Technical Expertise:

• Security Architecture: Design and implement secure architectures for systems, networks, and applications, incorporating defense-in-depth strategies, utilizing your experience in engineering and stabilizing enterprise systems through virtualization and tools convergence.
• Security Assessments: Conduct thorough security assessments and audits, identifying weaknesses and recommending corrective actions, leveraging your experience in conducting site assessments and evaluating technologies to support secure IT architectures.
• Security Tools: Evaluate, select, and implement security tools and technologies that enhance SecuriGence's security posture, drawing on your experience with a wide range of security tools and technologies (e.g., ACAS, AD, DNS, HBSS, ITSM, OCSP, OS Imaging, SCCM, SCOM, SIEM).
• Security Engineering: Collaborate with engineering teams to embed security into the development lifecycle of new products and services, utilizing your experience in implementing scrum methodologies to improve system reporting and vulnerability compliance.

Program Management:

• Management tasks performed under this contract and shall be the primary point-of-contact for security and contract issues.
• The ISSM shall be responsible for ensuring that practical and effective systems are developed to meet the security and contract requirements.
• The ISSM shall also be responsible for ensuring the quality and timeliness of the work performed resulting in process improvements that result in cost effectiveness and savings for the Government.
• The ISSM shall provide oversight for contractual, project management, technical and security actions on behalf of the Contractor.
• The Security group consisting of the Program Manager and Contractor designated personnel are ultimately responsible for all security, programmatic and operational requirements as identified within this PWS.

Qualifications:

• Education: Bachelor's degree in Cybersecurity, Computer Science, or related field. (Advanced degree preferred)
• Experience: 12 years of progressive experience in cybersecurity, with at least 5 years in a leadership or management role.
• Certifications: Must obtain or carry a Agilist certification and DoD 8140.01 IAM-III certification (CISM, CISSP, GSLC, CCISO).
• Clearance: Active Top Secret Clearance (SCI eligibility highly desired)
• Technical Skills: Demonstrated expertise in network security, vulnerability management, incident response, security architecture, and risk management.
• Leadership Skills: Proven ability to lead and inspire teams, communicate effectively with technical and non-technical stakeholders, and build strong relationships.
• Problem-Solving: Strong analytical and problem-solving skills, with the ability to think strategically and make sound decisions under pressure.
• Experience working with DARPA or other DoD agencies, including knowledge of their security requirements and technologies.
• Familiarity with agile development methodologies and SecDevOps practices.

About

SecuriGence LLC (SG) is an agile, HUBZone Certified Veteran-owned small business headquartered in the Washington, DC metropolitan region.
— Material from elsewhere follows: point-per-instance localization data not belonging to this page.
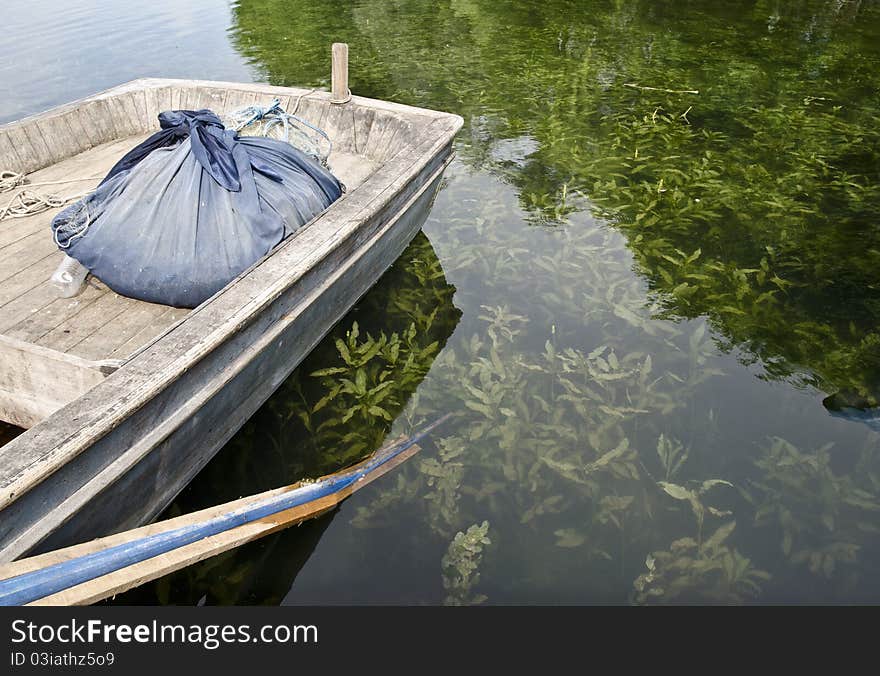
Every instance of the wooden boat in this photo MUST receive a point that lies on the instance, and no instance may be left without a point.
(126, 401)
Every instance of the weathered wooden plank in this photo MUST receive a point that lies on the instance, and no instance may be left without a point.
(193, 387)
(41, 320)
(128, 326)
(88, 320)
(35, 382)
(156, 326)
(153, 568)
(250, 365)
(24, 252)
(28, 158)
(9, 160)
(28, 278)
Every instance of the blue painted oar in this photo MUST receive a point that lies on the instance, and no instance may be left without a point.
(37, 584)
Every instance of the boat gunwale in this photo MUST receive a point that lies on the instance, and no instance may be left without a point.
(43, 449)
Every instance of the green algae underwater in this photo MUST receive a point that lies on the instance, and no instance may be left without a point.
(656, 254)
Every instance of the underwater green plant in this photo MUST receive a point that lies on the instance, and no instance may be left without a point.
(461, 563)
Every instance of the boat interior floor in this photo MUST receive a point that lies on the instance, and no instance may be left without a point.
(97, 330)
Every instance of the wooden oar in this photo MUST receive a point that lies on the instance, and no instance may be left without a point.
(95, 570)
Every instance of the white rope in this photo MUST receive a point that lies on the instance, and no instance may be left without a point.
(27, 202)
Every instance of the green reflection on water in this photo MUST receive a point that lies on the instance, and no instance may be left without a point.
(627, 262)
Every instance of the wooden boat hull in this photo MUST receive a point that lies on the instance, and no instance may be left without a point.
(118, 455)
Established in April 2010 we have been supporting the Department of Defense and other United States Civil agencies in Systems Engineering, Software Engineering, Software Development, Cyber Security, and Cloud/Virtualization Management.

SecuriGence provides equal employment opportunities to all employees and applicants for employment and prohibits discrimination and harassment of any type without regard to race, color, religion, age, sex, national origin, disability status, genetics, protected veteran status, sexual orientation, gender identity or expression, or any other characteristic protected by federal, state or local laws.